The Most Unloved Bull Market in Living Memory

From the ruins of the 2008 financial crisis, a bull market is born and on August 22 2018, it has become the longest bull market in history. Underpinned by ultra-loose monetary policy at central banks and later accelerated by the global economic recovery, the bull market has surged in an upwards trajectory uninterrupted.

Legendary investor Sir John Templeton once said: “Bull markets are born on pessimism, grown on skepticism, mature on optimism, and die on euphoria.” Even as indexes reached record levels last year, I felt that there is a lack of euphoria. Investor pessimism, or at best, skepticism plagues the current bull market for years. Investors are still hesitant to embrace this bull market, many are long expecting it to tank and this is where they are wrong.

From all these, it is probably safe to say that this is the most unloved bull market in history. Not that it is bad news, in fact, I believe that this could even prolong the bull market and keep the bear in deep hibernation for a while longer.

Once Bitten, Twice Shy

Most investors are still spooked by the previous financial crisis and these deep scars has bred the ongoing skepticism. It is probably why the level of euphoria that Sir John was always looking out for as a sign of overvaluation of the equities market is still not here yet. An interesting chart below shows the number of times the media has proclaimed the bull market slowing down and reaching the end of its cycle, even though it just keeps going up.

Lacklustre Economic Growth

Instead of a sharp recovery that is usually associated with aggressive monetary policy, we see more of a slower-paced recovery which means that we do not need an immediate tightening of monetary policy. The recent Trump tax cuts have also provided a boost to fiscal policy and if we combine it with easy money, the economic growth will be well supported as inflation and interest rates rise towards normal levels.

This is also one of the main reasons that people are not buying into the bull market.
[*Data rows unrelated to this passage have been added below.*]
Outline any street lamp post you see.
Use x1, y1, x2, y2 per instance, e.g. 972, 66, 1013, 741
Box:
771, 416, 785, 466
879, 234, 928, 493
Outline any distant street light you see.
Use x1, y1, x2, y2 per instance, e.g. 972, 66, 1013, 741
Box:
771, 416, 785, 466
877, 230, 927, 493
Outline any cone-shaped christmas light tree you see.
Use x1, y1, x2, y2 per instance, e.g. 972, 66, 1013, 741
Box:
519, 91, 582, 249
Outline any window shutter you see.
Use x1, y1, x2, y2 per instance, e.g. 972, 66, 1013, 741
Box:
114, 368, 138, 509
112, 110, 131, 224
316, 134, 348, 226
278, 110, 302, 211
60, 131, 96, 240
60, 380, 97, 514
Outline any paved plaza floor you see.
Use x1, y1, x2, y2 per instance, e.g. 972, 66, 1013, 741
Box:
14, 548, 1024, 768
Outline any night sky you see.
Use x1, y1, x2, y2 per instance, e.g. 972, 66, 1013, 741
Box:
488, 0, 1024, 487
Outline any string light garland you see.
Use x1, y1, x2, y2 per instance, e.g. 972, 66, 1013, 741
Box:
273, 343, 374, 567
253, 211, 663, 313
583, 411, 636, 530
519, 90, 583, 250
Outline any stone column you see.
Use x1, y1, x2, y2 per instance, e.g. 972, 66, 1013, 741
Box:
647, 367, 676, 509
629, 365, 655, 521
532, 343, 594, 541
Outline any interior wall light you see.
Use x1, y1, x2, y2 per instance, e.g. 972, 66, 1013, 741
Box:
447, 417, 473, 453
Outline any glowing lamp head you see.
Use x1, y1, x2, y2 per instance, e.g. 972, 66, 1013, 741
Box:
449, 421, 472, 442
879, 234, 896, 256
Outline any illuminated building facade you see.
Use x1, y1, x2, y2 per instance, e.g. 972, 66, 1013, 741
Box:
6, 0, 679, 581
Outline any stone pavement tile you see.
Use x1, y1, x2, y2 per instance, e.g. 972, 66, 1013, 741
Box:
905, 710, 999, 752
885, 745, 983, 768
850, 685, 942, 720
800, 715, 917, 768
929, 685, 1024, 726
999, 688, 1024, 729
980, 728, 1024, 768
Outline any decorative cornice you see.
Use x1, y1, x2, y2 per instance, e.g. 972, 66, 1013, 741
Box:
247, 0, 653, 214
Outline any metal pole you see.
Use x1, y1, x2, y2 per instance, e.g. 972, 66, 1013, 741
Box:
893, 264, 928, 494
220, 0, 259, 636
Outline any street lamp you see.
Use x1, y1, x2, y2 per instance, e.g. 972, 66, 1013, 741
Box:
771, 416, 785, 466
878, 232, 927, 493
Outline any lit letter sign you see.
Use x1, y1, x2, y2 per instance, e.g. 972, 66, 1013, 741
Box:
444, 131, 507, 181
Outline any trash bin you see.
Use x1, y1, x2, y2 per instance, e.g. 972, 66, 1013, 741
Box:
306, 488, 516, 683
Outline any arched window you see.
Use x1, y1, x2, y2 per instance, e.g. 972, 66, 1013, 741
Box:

We see companies reporting poor earnings and falling short of their expectations. This led to PE ratios are stretched above historical average levels. However, when there is a steady inflow of funds and global central banks willing to issue credit, you will see money flowing into the market, despite poor market conditions. It is evident in the astronomical valuations of the FAANG stocks. I’m not saying that value investors are wrong to proceed with caution, but there is a difference between being right and making moolah.

The Push from Share Buybacks

The low interest rate environment has encouraged corporations to buy back their shares by borrowing money at low cost. As I have mentioned in my previous article, this inflates EPS and ROE without increasing the profitability of the company. With corporations unable to find profitable investments to increase their revenue in this tepid economy, the responsible thing to do for their shareholders is to return money to them by share buybacks or dividends. This has led to companies themselves being large buyers of equities over the past decade and this will still continue even as liquidity has fallen to record lows.


If what I’ve discussed above are all true, we might take a while to see things return to normalcy. Perhaps time is what we needed to recover from the 2008 financial crisis shock. Also, as interest rates and inflation continue to go higher, bonds could potentially have weak returns and stocks may need to perform better to outrun the higher discount rates and lower valuations.

It’s tough to make predictions, especially about the future. The trade war spat escalating, the end of easy money as central banks ramp up interest rates or even a “black swan” could knock the record run off course.